When New Zealand played Australia, the bowlers won and cricket was all the better for it. Runs are not a sensible unit of measurement when gauging the value of the ‘product’.
AB de Villiers is a genius and deserves every plaudit that comes his way, but Kane Williamson’s 45 off 42 balls pisses all over his 162 off 66 balls earlier in the week.
Okay, maybe that’s unfair because de Villiers’ knock was also match-deciding in its own way and could only have been delivered by a truly freakish talent. We’re just pointing out that in many ways Williamson’s innings belongs in the same category.
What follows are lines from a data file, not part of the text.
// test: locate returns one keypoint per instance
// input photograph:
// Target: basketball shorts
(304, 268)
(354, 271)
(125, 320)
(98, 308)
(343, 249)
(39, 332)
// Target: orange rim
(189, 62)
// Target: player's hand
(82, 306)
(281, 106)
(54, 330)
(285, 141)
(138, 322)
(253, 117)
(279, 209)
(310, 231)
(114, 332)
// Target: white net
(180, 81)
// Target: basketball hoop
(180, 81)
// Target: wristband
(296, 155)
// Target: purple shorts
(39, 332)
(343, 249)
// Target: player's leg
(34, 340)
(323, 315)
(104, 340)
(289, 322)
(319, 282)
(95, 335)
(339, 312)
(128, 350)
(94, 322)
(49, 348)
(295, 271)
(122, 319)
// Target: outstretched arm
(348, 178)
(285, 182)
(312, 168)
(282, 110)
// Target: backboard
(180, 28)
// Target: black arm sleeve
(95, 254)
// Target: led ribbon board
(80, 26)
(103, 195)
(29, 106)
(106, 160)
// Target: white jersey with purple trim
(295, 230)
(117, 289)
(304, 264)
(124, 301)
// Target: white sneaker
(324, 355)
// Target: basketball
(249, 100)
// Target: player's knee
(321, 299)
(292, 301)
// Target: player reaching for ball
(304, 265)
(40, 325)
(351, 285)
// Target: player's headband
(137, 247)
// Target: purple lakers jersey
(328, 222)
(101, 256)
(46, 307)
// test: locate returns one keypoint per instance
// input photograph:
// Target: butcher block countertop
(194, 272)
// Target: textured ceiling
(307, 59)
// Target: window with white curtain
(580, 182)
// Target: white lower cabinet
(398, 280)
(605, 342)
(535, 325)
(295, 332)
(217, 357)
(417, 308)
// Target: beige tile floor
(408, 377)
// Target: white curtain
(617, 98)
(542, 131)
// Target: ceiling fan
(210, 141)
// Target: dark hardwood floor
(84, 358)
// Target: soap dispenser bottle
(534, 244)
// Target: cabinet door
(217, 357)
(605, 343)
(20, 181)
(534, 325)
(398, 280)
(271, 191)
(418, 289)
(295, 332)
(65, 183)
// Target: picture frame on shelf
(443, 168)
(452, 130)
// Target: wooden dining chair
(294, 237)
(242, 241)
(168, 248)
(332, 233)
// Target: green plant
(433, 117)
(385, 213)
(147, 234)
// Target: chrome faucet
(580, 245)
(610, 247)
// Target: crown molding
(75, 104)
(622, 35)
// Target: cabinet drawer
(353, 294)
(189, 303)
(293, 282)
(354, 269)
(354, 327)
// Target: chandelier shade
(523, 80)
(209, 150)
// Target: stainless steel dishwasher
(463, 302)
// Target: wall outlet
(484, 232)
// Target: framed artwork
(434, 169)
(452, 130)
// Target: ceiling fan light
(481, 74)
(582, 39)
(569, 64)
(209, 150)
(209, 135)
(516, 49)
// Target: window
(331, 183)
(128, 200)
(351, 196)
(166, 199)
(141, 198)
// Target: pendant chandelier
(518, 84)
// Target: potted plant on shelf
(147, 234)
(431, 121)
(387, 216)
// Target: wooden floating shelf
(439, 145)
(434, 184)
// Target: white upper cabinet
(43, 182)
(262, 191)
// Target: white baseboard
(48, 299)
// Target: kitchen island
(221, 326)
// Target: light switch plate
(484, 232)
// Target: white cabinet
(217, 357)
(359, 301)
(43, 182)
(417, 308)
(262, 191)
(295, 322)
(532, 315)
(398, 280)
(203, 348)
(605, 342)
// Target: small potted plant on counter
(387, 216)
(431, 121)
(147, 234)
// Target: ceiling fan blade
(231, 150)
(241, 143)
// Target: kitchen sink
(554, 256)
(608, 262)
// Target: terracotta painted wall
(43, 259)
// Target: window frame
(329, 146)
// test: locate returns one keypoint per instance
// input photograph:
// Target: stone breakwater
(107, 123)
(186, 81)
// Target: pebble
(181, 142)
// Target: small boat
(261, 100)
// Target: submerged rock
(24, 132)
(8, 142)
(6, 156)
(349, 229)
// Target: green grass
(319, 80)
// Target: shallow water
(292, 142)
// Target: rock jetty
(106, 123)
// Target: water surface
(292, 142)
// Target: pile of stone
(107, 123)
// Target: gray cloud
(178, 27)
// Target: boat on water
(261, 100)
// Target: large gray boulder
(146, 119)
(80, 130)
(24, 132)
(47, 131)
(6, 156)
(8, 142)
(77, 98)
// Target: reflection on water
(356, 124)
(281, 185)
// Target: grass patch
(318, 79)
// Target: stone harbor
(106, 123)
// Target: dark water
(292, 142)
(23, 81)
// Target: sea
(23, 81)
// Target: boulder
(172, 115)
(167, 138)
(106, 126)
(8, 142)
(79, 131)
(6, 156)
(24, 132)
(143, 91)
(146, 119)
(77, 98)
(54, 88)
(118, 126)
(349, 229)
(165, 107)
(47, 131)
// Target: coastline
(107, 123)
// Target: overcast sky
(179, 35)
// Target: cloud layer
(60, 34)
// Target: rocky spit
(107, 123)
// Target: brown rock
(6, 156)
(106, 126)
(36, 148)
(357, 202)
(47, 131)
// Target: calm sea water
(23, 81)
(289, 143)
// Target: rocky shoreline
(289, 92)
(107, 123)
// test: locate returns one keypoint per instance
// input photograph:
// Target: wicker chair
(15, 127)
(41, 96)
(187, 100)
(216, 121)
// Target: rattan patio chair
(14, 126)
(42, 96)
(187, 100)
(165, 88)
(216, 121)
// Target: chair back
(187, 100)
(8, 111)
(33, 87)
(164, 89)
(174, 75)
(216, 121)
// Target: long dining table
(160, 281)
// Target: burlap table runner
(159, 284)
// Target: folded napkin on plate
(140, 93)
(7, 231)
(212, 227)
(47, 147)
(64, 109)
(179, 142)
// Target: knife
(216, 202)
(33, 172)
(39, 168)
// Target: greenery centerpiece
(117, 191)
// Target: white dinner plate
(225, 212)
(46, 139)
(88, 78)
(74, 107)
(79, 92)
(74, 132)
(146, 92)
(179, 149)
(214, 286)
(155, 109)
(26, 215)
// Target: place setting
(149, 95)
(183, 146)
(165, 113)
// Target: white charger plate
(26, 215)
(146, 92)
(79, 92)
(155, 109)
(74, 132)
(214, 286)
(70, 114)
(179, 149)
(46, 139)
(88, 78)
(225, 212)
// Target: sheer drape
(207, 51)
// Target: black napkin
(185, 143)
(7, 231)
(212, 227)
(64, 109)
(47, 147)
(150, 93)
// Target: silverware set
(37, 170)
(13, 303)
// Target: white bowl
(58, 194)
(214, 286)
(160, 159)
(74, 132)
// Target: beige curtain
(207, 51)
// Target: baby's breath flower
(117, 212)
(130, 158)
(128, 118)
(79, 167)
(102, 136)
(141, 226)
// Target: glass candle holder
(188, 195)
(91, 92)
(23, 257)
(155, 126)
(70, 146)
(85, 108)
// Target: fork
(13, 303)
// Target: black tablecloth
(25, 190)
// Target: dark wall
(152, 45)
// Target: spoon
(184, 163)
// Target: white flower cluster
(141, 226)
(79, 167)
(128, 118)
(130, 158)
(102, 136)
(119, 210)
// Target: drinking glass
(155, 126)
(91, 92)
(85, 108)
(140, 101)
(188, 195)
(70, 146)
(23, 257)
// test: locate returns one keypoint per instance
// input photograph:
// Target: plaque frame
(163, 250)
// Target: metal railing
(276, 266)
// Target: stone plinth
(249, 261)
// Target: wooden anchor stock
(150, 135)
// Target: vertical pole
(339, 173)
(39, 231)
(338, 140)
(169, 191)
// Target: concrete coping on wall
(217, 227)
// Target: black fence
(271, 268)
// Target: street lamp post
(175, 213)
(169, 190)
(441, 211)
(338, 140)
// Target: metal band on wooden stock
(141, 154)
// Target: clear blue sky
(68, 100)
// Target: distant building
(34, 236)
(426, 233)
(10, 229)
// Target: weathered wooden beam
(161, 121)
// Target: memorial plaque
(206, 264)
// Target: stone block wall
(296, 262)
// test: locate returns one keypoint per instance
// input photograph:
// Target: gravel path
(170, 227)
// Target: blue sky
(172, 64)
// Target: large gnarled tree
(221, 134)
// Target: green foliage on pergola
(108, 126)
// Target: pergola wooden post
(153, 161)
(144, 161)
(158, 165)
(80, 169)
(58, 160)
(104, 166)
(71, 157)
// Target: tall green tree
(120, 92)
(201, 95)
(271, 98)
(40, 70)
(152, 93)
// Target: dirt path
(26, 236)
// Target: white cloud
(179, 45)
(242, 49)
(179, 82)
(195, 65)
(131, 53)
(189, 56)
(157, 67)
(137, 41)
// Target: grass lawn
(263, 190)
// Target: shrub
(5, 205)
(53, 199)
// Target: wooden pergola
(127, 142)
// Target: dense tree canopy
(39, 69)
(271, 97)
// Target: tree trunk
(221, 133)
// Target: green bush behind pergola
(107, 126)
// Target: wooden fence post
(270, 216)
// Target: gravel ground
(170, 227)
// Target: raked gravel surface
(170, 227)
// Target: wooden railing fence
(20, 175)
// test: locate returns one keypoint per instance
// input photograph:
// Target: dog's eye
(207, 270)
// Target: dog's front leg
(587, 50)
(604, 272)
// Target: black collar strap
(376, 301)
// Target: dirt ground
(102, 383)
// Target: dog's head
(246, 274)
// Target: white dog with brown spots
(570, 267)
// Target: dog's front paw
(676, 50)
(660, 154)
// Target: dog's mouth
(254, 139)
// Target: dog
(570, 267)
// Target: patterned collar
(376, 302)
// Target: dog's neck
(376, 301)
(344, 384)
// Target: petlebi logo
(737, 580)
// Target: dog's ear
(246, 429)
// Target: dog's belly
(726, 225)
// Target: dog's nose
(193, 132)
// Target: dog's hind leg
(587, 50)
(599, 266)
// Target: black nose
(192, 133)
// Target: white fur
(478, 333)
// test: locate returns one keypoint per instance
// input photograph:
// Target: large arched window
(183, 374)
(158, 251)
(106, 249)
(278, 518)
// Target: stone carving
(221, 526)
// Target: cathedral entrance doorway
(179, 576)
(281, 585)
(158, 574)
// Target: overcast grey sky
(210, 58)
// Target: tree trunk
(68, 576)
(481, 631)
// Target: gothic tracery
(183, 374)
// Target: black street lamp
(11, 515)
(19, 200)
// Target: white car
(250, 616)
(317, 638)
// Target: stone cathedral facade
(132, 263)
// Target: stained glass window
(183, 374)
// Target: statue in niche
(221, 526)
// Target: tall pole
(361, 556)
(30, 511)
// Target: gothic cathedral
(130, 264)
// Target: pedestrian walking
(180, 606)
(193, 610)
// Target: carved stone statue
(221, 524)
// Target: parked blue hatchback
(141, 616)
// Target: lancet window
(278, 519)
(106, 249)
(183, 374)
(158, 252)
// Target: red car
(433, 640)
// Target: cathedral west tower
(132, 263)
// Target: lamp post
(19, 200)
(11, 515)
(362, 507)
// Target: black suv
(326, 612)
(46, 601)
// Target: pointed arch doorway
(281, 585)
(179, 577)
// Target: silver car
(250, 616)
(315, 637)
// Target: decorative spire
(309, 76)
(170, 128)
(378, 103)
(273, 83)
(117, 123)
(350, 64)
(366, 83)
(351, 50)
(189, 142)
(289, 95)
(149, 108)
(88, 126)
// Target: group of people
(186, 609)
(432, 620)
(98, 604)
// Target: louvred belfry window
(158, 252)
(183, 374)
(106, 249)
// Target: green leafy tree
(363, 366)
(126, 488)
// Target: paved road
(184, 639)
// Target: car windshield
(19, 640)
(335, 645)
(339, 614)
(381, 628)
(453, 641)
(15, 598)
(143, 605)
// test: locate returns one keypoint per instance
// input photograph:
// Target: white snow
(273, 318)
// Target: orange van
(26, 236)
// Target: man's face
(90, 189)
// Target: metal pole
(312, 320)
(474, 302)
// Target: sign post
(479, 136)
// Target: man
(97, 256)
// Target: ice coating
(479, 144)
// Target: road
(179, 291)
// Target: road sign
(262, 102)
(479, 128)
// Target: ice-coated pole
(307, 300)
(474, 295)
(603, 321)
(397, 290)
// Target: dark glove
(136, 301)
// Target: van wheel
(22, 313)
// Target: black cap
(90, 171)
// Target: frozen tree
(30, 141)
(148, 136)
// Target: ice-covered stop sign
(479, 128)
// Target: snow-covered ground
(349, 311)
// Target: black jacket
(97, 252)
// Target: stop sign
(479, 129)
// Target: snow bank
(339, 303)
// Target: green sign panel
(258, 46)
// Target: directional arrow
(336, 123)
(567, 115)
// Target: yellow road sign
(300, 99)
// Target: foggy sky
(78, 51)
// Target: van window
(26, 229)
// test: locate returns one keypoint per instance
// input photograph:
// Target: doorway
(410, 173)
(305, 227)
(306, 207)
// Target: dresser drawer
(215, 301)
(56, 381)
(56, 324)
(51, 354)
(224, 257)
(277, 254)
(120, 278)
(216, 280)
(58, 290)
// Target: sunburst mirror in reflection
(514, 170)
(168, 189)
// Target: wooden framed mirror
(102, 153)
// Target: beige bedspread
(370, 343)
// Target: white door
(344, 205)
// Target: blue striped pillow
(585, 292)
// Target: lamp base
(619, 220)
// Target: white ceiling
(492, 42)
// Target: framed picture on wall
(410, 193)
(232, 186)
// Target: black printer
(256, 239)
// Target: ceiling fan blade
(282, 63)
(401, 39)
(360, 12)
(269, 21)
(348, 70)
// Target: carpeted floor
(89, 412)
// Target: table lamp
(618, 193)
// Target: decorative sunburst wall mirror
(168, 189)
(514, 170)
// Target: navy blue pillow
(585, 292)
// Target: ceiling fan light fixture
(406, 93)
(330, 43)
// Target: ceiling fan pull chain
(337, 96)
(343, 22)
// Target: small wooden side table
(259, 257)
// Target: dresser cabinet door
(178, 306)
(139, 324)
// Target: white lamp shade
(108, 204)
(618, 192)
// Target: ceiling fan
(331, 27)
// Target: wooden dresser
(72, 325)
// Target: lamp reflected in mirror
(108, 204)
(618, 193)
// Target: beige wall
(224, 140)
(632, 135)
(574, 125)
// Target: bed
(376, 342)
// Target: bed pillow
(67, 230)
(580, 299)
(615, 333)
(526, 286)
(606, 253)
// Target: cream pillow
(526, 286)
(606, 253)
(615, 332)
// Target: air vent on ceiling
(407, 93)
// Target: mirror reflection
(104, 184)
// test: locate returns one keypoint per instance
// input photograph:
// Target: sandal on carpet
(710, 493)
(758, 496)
What’s the value of a six? It’s not six runs. That doesn’t explain it because runs don’t have a set value. A run takes its value from the context in which it is scored.
When Brendon Taylor hit a six against the West Indies earlier in the week, those runs represented around 1.6 per cent of Zimbabwe’s target total. Not very exciting. When Kane Williamson hit a six today, those runs represented about 4 per cent of New Zealand’s target total.
So twice as valuable? No, because we didn’t properly assess the context there. Taylor’s came in a run-chase that was always destined for failure and so, measured by what really matters, it was all-but-pointless. In contrast, Williamson’s came with New Zealand needing six runs to win, against Australia, with only one wicket in hand.
A mishit and New Zealand’s bitter rivals would have won. A four and Australia still could have won. That’s when a six is a ‘maximum’ – when it delivers maximum impact.